The biggest questions about the results of the upcoming June primary election in the 1st Supervisor District:
Will Supervisor Andrew Do get 50%-plus-1 of the vote and thereby avoid a November run-off?
Why is Garden Grove Councilman Phat Bui spending such enormous amounts of his own money on campaign that is barely registering in polling?
Even if Do fails to win it outright on June 7, there’s no reason he won’t come very, very close. He’s the incumbent. He has worked the district tirelessly. No one has given the voters a compelling reason or reasons to turn him out.
His opponents? True, Santa Ana Councilwoman Michele Martinez is on the city council of the district’s largest city. However, while Santa Ana comprises ___% of the district’s population, it harbors just ___% of its actual voters.
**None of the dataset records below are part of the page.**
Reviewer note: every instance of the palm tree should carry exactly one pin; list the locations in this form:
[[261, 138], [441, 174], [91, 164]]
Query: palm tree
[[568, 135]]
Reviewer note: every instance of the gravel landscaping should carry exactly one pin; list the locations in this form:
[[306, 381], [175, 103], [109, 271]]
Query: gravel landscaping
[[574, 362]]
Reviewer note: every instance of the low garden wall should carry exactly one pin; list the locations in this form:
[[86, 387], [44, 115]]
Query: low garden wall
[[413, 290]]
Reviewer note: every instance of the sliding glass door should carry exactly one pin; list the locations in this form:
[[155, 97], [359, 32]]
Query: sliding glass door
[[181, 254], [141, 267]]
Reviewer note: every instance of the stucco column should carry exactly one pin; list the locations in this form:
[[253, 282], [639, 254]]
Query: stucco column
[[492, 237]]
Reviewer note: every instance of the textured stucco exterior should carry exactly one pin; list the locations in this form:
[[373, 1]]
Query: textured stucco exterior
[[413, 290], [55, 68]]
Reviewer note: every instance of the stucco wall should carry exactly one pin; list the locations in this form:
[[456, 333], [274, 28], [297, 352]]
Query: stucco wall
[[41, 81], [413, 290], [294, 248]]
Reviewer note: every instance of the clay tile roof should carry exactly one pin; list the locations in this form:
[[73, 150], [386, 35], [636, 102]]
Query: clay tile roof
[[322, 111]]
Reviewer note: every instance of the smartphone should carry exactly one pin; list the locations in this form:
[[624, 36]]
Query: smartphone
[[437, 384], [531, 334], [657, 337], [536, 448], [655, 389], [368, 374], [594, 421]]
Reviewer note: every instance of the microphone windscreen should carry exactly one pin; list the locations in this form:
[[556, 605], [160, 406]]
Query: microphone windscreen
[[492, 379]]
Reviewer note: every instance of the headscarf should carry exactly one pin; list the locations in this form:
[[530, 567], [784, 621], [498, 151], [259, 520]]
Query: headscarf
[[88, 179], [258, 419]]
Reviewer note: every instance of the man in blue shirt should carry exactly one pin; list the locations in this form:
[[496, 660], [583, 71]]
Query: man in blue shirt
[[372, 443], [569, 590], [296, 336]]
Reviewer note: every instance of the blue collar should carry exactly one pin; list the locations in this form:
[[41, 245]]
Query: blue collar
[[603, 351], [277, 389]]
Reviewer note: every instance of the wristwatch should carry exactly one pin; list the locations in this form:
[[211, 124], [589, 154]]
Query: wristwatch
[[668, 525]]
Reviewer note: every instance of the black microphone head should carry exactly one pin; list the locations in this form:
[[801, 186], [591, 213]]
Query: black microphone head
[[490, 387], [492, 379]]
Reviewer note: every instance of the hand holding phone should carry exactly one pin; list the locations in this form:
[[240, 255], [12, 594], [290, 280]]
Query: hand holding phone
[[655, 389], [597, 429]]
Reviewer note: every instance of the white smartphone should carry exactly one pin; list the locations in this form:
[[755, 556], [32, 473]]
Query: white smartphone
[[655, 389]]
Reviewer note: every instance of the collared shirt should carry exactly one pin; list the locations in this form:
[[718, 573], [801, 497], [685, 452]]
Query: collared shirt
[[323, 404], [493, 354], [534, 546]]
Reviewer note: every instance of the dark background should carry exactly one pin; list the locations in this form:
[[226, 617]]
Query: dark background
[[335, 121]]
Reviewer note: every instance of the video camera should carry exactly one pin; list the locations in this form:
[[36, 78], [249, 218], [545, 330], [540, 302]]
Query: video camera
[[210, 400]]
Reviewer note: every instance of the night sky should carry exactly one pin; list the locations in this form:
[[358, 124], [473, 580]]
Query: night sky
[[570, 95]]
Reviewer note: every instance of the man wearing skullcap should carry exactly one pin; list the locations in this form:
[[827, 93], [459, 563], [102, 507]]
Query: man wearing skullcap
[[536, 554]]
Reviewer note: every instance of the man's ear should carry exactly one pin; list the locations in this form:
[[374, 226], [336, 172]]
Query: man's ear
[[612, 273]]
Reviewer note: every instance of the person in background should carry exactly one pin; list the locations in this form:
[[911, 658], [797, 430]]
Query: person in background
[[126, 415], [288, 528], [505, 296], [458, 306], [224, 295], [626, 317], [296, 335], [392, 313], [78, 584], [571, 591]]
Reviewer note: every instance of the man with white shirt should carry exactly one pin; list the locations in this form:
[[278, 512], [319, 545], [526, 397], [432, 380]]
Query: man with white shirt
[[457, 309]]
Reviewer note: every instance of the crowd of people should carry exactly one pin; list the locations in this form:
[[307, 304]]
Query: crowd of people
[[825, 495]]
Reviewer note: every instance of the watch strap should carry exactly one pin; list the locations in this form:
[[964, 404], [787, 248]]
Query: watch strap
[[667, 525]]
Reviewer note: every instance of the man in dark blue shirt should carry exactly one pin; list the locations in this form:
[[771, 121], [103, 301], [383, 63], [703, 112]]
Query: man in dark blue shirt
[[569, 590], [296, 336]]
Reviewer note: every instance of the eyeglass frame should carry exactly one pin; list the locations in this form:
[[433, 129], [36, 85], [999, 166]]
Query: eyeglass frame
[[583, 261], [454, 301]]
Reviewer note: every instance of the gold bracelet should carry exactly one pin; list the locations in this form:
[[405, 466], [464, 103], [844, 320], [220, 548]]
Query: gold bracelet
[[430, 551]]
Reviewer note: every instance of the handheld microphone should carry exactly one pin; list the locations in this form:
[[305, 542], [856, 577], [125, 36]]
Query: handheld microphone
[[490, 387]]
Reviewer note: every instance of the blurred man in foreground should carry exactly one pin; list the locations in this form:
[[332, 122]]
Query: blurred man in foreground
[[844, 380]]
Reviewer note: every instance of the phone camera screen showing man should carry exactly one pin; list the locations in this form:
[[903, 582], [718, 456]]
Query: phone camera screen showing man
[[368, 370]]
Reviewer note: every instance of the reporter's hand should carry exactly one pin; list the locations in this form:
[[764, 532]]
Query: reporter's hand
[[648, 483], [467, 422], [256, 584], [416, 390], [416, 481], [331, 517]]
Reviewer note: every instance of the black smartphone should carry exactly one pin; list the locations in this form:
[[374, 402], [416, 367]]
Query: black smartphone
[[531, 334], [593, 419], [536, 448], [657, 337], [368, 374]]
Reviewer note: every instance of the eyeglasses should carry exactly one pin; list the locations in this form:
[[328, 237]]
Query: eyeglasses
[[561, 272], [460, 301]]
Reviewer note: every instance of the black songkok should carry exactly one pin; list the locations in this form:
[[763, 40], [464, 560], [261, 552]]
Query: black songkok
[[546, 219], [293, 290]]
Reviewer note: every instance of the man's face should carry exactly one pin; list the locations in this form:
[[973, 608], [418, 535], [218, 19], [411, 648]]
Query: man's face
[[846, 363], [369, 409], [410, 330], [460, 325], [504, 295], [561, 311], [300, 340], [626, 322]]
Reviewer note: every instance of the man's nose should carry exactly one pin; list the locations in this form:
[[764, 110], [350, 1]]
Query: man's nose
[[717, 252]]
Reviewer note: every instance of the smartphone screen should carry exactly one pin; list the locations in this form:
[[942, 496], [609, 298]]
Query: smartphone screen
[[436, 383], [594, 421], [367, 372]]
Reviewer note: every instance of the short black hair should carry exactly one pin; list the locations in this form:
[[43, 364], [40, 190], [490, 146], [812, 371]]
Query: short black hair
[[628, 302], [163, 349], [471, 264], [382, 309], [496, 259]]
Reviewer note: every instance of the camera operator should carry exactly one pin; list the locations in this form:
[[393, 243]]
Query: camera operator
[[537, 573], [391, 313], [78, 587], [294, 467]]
She has only raised about $56,000 to date.
There was some speculation that a contested GOP presidential primary would spur a higher turn-out by Latino voters opposed to Trump’s inflammatory immigration rhetoric – to Martinez’s benefit. However, that GOP contest ended three weeks ago, and voters know it. If Martinez is banking on the fabled “sleeping giant” of Latino voters to activate on her behalf, she is likely to be disappointed, because that particular sleeping giant has been hitting the snooze button on Election Day for years.
Vietnamese voters have become much more engaged and active in the last decade. They fueled the 1st and 2nd place finishes of Janet Nguyen and Trung Nguyen in the 1st Supervisor District special election in 2007 – a phenomenon which exploded the conventional wisdom that the election was between Tom Umberg and Carlos Bustamante (yes, it really was that long ago). The Vietnamese voter wave hasn’t abated: it was the expert harnessing of that vote by the Janet Nguyen political operation )of which Do was then an integral part) that propelled Do to victory over Lou Correa in last year’s 1st Supervisor District special election.
Even if one controls for the different and higher turnout model this June, if Do last year beat an opponent who was much better known to 1st District voters, it’s tough to see how an under-funded Santa Ana councilmember with a thin resume of accomplishments will finish anywhere strong in June to seriously threaten the now-incumbent Supervisor Do in November.
Money isn’t everything – as Phat Bui’s strange campaign can attest – but it counts for a lot when combined with an attractive candidate who has the advantage of incumbency, a top-notch campaign team (Gilliard Blanning and Associates) and the experience of success. Do has raised spent $255,728 thus far on his re-election campaign. He reported $101,970 cash-on-hand as of April 23 and has reported raising another $21,800 since then. Furthermore, Do hasn’t loaned his campaign a dime in personal funds.
Phat Bui, The Loan King
Speaking of personal loans, Phat Bui has loaned his campaign $152,000 – representing 87% of his total campaign war chest. Only $22,832 of the 174,832 the Garden Grove councilman has raised was given by someone other than himself. As of April 23, he had spent $89,838 – and if Bui has loaned himself $75,000 since then, it’s a safe bet his campaign expenditures are even higher.
What has 1st District race watchers scratching their heads is the question of where is Bui’s money going? According to sources on the ground, the Bui campaign has sent out only two mail pieces. According to his January 1-April 23 campaign report, he has spent funds on radio ads and quite a bit on slates. Plus, more than $30,000 on polling and his campaign consultant is the very expensive Forde & Mollrich shop. However, it is incredible for a campaign to spend so much money and communicate so little with voters.
If you asked most people what they would do if they had $150,000 to burn, few if any would say they’d spend it on a doomed campaign for county supervisor. Perhaps Bui’s two campaign polls indicate he has a chance. Every other poll puts him in low single digits. In these circumstances, the candidate is either 1) delusional about his or her chances 2) just doesn’t care about the money or 3) they aren’t running to win and believe the effort will be rewarded one way or another.